È il momento delle accuse e delle controaccuse. Di mezzo c’è la politica e l’economia; la Sanità è solo collaterale. Il tema è la pandemia in corso. Il teatro dello scontro sono stati finora i media e i rapporti diplomatici, ma ora lo diventa la 73esima Assemblea annuale dell’Organizzazione Mondiale della Sanità, in sigla OMS. I veri contendenti sono gli Stati Uniti (o meglio il Presidente Donald Trump) e la Cina, ma sotto accusa è tutta l’organizzazione. A Ginevra, in videoconferenza, 116 paesi hanno annunciato nella giornata di apertura di sostenere la bozza di risoluzione presentata dall’Unione Europea. Il testo chiede un’inchiesta indipendente sulla gestione della crisi sanitaria costata finora nel mondo oltre 5 milioni di contagi e 329.000 morti.
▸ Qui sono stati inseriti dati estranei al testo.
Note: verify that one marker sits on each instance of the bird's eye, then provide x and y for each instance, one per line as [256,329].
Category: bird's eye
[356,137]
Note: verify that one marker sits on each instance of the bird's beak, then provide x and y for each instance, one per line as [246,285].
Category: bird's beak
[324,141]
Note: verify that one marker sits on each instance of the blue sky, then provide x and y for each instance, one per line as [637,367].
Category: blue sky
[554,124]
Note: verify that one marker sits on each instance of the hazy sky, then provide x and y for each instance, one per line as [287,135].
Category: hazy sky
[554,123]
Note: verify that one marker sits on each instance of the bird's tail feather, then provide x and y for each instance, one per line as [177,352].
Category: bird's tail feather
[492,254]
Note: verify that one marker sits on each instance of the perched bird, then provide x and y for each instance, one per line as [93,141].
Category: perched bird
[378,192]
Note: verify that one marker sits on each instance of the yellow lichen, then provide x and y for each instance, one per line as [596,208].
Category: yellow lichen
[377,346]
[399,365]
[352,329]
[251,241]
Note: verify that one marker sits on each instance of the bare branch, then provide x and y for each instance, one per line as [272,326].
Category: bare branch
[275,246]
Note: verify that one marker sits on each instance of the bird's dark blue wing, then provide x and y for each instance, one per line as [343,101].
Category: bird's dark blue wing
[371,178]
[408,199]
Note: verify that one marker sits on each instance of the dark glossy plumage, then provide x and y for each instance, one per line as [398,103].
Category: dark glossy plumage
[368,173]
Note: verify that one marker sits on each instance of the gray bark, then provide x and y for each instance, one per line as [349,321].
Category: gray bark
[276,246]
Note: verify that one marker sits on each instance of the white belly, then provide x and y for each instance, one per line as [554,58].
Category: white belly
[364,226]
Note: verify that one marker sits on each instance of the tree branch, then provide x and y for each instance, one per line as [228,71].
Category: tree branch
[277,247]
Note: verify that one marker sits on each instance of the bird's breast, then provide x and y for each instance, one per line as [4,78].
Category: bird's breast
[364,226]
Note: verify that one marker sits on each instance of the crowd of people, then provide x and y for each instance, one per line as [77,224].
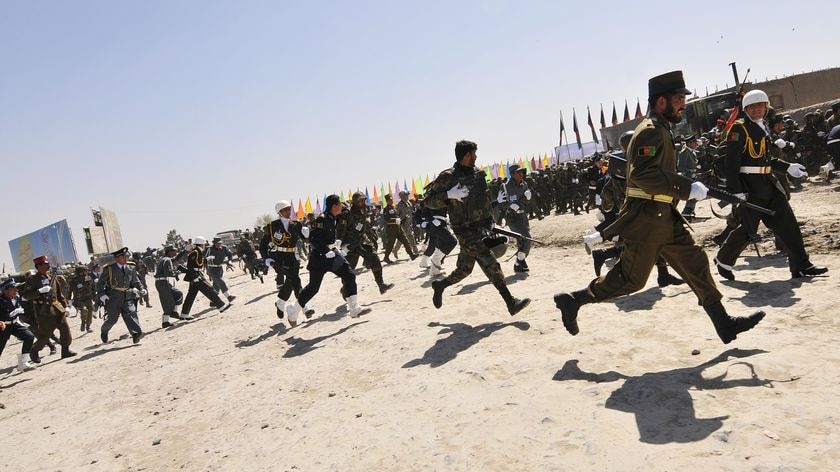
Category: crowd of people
[635,191]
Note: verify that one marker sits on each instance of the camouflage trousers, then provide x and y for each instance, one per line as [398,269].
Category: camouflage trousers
[474,250]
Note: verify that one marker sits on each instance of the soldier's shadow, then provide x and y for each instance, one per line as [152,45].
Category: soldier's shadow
[276,330]
[643,300]
[661,401]
[461,337]
[777,293]
[301,346]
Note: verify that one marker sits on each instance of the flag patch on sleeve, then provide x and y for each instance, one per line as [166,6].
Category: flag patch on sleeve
[647,151]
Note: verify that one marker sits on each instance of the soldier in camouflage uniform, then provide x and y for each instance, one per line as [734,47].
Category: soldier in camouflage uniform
[82,290]
[358,239]
[463,191]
Il palazzo dell’Organizzazione Mondiale della Sanità che ha sede a Ginevra. L’istituto dell’Onu specializzato per la salute fu fondato nel 1946 ed entrò in funzione nel 1948. Attualmente conta 193 Paesi aderenti (foto Wikipedia.org)
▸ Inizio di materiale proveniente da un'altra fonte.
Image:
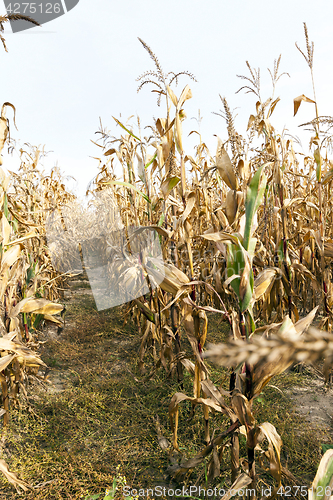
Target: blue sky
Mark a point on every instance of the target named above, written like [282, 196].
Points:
[80, 67]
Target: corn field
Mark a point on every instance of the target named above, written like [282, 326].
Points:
[245, 233]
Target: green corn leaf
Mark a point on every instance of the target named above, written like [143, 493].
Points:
[151, 161]
[323, 478]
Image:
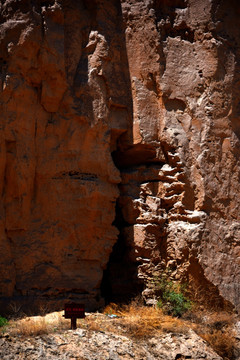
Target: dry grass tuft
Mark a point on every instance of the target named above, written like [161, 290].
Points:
[38, 325]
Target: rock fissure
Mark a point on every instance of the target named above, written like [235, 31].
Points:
[120, 147]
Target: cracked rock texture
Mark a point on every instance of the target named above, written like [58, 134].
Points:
[118, 110]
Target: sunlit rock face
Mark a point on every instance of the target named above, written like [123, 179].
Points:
[120, 125]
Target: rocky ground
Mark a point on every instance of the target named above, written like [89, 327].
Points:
[104, 336]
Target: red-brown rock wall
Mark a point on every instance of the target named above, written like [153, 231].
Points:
[130, 100]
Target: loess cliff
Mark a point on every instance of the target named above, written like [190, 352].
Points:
[119, 148]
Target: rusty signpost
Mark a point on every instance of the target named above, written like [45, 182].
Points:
[74, 311]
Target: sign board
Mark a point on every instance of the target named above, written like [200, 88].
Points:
[74, 311]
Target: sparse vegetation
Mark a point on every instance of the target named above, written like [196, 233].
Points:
[141, 322]
[171, 295]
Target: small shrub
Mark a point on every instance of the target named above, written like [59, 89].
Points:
[171, 296]
[3, 321]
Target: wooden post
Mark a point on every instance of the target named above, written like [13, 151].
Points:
[73, 323]
[74, 311]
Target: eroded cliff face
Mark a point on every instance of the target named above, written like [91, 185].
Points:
[127, 103]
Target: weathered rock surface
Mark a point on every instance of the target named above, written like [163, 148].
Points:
[130, 100]
[87, 344]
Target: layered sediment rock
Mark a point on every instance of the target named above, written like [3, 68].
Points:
[133, 100]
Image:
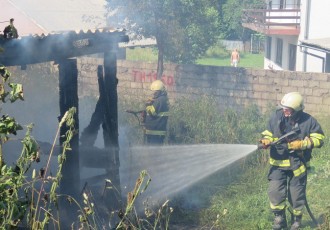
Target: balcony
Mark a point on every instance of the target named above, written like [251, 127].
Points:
[272, 21]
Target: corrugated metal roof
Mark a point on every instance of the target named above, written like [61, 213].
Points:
[320, 43]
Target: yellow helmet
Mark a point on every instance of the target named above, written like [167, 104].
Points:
[157, 85]
[293, 100]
Escono via via gli scheletri dagli armadi e la vicenda del coronavirus diventa un intreccio di malafede, interessi economici e politici, sottovalutazioni, pregiudizi. E tanta ignoranza, alimentata dai media e anche da esperti e pseudo-esperti pronti a dire la loro in ogni platea pur di mettersi in mostra. E ora c’è questa risoluzione che chiede un’inchiesta. Non è detto che dietro ci sia una volontà politica di proteggere l’OMS, e non di metterlo sotto accusa. La risoluzione ha, infatti, come matrice l’Unione Europea. L’alto rappresentante per la Politica estera Ue Josep Borrell, tramite una portavoce, ha ribadito la necessità di uno “sguardo indipendente” su quello che è accaduto, ma anche che «l’Europa dovrebbe stare fuori rispetto a questa battaglia fra gli Usa e la Cina che si lanciano accuse reciproche». In sostanza Bruxelles chiede una «valutazione imparziale, indipendente ed esaustiva» della risposta internazionale coordinata dall’OMS al Covid-19. Il Presidente cinese Xi Jinping, da parte sua, formalmente non si oppone all’inchiesta, ma vorrebbe dettarne i tempi. «Ci vorrà un’indagine esaustiva basata sulla scienza ed eseguita con professionalità, ma solo quando l’emergenza sarà sotto controllo», ha affermato, ribadendo che «la Cina ha agito con trasparenza e rapidità (proprio quello che viene contestato, ndr), fornendo tutte le informazioni in tempo utile e aiutando con tutti i mezzi i Paesi che ne avevano bisogno». Il Presidente cinese non si è scostato di un millimetro dall’immagine che, dopo gli errori iniziali e il trambusto, ha ridisegnato con grande determinazione, ossia quella di grande soccorritore del mondo con la ciliegina sulla torta dell’annuncio di questi giorni di un dono di due miliardi di dollari all’Oms per combattere il coronavirus. Con la promessa: «Se Pechino dovesse trovare un vaccino, verrà messo a disposizione gratuitamente come bene pubblico mondiale».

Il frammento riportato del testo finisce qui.